Pierre Poilievre has built his brand on blunt, memorable soundbites about housing, inflation, and the cost of living. However, many of these claims don’t hold up under scrutiny.
Fact-checkers and analysts have found a pattern of exaggeration, oversimplification, and deliberate disinformation.
Here are the Top 10 False Claims by Pierre Poilievre from the past year.
1. The Bank of Canada “printed money” and caused inflation
He claimed the Bank was ordered to print money, directly driving inflation.
Economists call this misleading, since quantitative easing is not literal printing, and global shocks were bigger drivers.
2. Rents have “doubled” under the Liberals
Rent increases are steep but not doubled nationwide. Data show rises closer to 50–60 percent in many cities.
3. Canada has the “worst household debt” or “worst housing inflation” in the G7
Canada ranks high but not consistently worst.
The claim depends on selective measures.
4. The carbon tax forced two million people to go to a food bank and left 25% of kids hungry
No evidence supports this. Fact-checkers call it patently absurd.

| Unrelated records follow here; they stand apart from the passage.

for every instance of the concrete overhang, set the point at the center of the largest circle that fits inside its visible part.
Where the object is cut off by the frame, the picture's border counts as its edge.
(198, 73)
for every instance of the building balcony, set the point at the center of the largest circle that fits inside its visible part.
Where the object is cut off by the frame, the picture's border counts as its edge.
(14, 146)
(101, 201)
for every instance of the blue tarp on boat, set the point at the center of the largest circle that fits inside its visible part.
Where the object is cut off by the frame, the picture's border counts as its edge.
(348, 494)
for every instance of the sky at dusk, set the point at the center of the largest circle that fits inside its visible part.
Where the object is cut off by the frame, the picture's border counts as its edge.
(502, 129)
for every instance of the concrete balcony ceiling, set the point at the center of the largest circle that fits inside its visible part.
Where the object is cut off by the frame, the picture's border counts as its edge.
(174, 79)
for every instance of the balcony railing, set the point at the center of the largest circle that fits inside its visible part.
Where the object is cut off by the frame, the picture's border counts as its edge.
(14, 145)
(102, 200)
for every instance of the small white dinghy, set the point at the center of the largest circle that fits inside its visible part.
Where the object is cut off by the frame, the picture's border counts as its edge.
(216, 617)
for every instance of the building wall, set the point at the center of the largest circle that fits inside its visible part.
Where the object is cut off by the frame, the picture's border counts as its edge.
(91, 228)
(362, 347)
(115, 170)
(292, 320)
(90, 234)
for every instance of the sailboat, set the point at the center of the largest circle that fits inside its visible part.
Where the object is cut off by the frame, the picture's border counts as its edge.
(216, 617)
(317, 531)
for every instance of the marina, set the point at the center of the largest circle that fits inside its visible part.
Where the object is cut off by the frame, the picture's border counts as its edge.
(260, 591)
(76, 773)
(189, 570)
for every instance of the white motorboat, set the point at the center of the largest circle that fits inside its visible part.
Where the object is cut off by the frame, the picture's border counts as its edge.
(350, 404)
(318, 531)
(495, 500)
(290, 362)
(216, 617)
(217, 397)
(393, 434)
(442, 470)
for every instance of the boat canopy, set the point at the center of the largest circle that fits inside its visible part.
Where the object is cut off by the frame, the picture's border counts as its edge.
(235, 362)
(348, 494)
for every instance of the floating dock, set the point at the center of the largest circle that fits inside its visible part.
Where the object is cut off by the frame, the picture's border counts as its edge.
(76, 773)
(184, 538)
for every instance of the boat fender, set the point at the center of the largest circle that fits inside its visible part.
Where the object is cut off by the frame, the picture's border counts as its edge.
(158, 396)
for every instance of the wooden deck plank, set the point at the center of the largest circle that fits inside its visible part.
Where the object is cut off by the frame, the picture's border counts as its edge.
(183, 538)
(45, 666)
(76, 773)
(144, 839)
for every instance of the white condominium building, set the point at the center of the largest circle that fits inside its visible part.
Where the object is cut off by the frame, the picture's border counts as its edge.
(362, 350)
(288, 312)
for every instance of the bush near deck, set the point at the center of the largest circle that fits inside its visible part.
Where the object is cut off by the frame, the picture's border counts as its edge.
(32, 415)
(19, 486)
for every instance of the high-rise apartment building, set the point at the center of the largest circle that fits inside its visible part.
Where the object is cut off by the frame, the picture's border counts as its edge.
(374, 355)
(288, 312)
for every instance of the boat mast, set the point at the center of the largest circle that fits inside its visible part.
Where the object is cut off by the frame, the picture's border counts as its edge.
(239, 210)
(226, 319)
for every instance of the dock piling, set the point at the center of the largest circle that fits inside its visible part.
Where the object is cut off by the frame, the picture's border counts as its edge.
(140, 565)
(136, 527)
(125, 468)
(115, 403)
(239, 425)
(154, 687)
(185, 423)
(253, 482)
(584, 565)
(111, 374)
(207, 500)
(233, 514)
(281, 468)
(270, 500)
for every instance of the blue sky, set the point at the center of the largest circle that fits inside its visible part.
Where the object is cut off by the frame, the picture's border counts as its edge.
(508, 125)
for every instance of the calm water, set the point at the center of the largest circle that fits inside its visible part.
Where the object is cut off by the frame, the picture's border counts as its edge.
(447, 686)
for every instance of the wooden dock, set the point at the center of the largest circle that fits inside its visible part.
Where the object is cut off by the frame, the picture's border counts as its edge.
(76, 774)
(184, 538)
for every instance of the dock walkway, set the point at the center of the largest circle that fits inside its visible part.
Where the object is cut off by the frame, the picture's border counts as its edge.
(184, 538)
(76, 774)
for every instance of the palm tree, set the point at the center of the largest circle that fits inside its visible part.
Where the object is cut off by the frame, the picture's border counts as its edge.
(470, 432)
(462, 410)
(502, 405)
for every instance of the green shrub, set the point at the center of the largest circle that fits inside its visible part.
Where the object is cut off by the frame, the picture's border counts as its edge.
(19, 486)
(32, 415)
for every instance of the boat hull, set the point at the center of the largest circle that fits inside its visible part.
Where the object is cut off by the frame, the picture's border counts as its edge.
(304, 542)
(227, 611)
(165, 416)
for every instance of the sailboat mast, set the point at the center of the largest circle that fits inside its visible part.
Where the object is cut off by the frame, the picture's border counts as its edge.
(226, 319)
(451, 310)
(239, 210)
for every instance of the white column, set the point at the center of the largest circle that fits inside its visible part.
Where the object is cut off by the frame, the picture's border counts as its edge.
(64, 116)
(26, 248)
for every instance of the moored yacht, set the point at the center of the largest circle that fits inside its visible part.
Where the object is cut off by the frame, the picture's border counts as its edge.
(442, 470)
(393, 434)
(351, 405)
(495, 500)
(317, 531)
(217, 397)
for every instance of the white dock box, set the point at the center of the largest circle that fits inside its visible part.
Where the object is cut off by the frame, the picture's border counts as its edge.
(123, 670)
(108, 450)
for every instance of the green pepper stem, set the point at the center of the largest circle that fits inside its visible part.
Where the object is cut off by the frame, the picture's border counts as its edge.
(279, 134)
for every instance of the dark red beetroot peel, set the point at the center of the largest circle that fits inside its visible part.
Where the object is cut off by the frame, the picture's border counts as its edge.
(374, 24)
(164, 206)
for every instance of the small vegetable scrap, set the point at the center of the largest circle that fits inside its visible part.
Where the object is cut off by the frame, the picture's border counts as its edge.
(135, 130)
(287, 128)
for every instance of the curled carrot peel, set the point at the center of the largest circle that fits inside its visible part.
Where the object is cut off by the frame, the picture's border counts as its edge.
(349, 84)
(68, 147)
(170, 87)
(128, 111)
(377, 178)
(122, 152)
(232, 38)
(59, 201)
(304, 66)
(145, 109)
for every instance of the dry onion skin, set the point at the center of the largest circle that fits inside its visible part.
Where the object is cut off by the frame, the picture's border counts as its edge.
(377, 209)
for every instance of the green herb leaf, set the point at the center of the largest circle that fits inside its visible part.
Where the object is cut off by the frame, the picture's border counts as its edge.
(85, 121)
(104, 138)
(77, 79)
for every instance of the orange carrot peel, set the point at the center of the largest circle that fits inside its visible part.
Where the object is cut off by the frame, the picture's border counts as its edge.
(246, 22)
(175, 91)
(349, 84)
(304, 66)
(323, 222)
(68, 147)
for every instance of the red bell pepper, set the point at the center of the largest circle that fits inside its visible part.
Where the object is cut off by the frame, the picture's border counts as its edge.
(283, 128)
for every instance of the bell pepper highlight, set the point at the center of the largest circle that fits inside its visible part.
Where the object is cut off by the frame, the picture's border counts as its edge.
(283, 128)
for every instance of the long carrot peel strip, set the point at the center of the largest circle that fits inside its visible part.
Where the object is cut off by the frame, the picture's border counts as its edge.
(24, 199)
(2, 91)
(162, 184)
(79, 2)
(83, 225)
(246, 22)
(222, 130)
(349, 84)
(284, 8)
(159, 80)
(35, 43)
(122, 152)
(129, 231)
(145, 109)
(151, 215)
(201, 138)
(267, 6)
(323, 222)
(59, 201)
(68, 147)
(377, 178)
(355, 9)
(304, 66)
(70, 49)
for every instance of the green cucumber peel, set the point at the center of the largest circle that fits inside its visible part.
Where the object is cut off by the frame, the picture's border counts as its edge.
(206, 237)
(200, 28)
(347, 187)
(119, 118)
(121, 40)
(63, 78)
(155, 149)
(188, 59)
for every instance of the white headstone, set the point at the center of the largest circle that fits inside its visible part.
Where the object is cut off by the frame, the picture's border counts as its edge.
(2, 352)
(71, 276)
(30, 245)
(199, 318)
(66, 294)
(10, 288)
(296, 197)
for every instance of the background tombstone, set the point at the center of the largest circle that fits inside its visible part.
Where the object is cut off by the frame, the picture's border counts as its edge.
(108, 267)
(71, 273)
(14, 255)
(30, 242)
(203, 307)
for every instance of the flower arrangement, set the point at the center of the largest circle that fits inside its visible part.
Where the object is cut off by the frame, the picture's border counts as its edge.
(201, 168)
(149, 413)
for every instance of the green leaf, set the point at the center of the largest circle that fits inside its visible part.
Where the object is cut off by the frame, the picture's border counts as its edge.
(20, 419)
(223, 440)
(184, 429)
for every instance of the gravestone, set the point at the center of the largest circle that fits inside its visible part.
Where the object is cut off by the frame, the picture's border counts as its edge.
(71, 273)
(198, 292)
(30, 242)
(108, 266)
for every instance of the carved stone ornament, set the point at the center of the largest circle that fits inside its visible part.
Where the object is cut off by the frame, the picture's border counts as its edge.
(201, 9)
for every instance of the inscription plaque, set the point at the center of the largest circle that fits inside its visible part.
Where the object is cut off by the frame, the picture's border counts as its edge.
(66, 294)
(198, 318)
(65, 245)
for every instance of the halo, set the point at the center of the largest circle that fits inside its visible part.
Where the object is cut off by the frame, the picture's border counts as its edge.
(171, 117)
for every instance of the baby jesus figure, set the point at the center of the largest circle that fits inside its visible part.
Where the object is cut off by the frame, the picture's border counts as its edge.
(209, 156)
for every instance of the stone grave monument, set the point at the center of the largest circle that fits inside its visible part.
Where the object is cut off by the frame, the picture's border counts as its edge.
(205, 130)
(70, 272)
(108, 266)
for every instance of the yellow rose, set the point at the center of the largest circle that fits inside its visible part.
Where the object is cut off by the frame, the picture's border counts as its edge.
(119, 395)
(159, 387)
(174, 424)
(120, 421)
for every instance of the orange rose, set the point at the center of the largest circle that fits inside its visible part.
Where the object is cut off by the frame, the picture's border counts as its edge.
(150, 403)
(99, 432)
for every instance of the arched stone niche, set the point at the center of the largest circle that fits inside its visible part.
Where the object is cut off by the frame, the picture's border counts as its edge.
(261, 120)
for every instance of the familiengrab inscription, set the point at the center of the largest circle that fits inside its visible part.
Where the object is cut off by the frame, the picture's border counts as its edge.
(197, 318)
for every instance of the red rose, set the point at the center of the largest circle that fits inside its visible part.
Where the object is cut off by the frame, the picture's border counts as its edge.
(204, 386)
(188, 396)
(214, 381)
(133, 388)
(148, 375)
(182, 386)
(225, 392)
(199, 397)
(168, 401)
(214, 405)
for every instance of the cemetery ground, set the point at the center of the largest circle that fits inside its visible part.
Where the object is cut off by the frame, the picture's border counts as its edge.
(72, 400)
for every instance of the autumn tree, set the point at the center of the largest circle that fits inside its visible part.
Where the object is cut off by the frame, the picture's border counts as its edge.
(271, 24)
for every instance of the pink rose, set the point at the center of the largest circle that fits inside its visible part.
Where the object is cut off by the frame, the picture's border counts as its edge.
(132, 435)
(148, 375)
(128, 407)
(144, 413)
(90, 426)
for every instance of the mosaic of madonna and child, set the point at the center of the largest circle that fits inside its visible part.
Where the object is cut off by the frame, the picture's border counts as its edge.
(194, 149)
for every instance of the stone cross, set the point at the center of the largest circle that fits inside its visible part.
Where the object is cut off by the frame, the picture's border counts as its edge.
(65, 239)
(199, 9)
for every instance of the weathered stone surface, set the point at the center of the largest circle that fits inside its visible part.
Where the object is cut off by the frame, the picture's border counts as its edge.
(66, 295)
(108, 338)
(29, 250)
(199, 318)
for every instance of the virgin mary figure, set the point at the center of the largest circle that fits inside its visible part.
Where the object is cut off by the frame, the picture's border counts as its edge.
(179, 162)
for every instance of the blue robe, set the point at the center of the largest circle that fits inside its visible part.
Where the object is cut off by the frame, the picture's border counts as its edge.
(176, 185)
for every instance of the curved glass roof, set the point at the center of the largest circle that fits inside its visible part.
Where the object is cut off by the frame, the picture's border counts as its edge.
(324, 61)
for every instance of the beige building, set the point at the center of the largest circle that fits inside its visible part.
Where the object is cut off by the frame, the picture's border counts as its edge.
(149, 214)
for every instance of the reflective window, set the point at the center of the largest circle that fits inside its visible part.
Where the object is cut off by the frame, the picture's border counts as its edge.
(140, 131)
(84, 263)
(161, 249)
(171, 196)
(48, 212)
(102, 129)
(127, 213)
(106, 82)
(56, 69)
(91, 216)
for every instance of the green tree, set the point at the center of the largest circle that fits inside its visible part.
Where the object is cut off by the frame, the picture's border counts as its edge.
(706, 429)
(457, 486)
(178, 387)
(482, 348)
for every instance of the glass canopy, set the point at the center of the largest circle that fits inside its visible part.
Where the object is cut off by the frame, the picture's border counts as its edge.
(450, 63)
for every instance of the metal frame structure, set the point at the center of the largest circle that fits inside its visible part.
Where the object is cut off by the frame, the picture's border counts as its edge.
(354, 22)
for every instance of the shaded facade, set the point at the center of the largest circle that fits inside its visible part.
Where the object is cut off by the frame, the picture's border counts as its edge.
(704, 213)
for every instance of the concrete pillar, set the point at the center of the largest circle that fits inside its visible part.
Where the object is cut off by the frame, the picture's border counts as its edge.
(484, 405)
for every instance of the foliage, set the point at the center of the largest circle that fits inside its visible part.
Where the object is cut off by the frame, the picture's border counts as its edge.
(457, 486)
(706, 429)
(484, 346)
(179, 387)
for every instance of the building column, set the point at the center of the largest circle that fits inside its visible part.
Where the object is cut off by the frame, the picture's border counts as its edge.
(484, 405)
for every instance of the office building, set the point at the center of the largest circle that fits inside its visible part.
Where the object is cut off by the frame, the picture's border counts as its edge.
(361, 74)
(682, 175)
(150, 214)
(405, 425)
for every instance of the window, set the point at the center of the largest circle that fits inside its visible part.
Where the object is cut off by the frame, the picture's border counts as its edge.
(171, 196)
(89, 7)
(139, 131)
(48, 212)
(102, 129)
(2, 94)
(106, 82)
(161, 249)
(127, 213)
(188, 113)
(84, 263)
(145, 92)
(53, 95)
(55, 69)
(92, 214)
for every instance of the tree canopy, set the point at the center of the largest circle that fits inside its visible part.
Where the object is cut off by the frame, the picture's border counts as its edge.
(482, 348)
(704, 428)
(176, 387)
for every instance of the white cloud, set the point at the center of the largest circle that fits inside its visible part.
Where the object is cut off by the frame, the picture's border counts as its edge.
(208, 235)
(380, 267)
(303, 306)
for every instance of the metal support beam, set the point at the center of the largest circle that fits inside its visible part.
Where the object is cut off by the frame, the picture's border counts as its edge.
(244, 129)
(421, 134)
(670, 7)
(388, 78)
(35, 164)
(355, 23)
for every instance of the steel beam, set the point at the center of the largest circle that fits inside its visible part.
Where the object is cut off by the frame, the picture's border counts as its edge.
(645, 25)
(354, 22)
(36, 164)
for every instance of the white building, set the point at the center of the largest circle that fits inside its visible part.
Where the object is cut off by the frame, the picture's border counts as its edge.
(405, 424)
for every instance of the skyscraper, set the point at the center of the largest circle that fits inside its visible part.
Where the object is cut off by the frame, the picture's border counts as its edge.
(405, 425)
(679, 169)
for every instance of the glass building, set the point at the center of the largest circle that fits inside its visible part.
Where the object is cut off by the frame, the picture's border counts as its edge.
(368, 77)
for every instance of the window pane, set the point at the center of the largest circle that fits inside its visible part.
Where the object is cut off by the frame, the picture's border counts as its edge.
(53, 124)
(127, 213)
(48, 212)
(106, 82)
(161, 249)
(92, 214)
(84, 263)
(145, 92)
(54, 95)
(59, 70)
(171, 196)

5. Average mortgage payments and down payments have more than doubled
Costs have risen, but not literally doubled across the board. Comparisons blur prices, interest, and incomes.
6. Immigration is the main driver of the housing crisis
Research shows other factors — zoning limits, supply shortages, investor speculation — are far more important.
7. Government spending is like spraying fuel on the fire of inflation
Spending played a role, but global supply shocks and energy prices mattered far more.
8. Bill C-69 and environmental rules killed major energy projects
Analysts found many projects were canceled due to market conditions, not federal rules alone.
9. Housing costs have doubled under Trudeau
Frequently repeated, but not true across Canada.
Strong rises, yes; literal doubling, no.
10. The carbon tax is directly responsible for widespread malnutrition and hunger
Another dramatic exaggeration with no credible data behind it.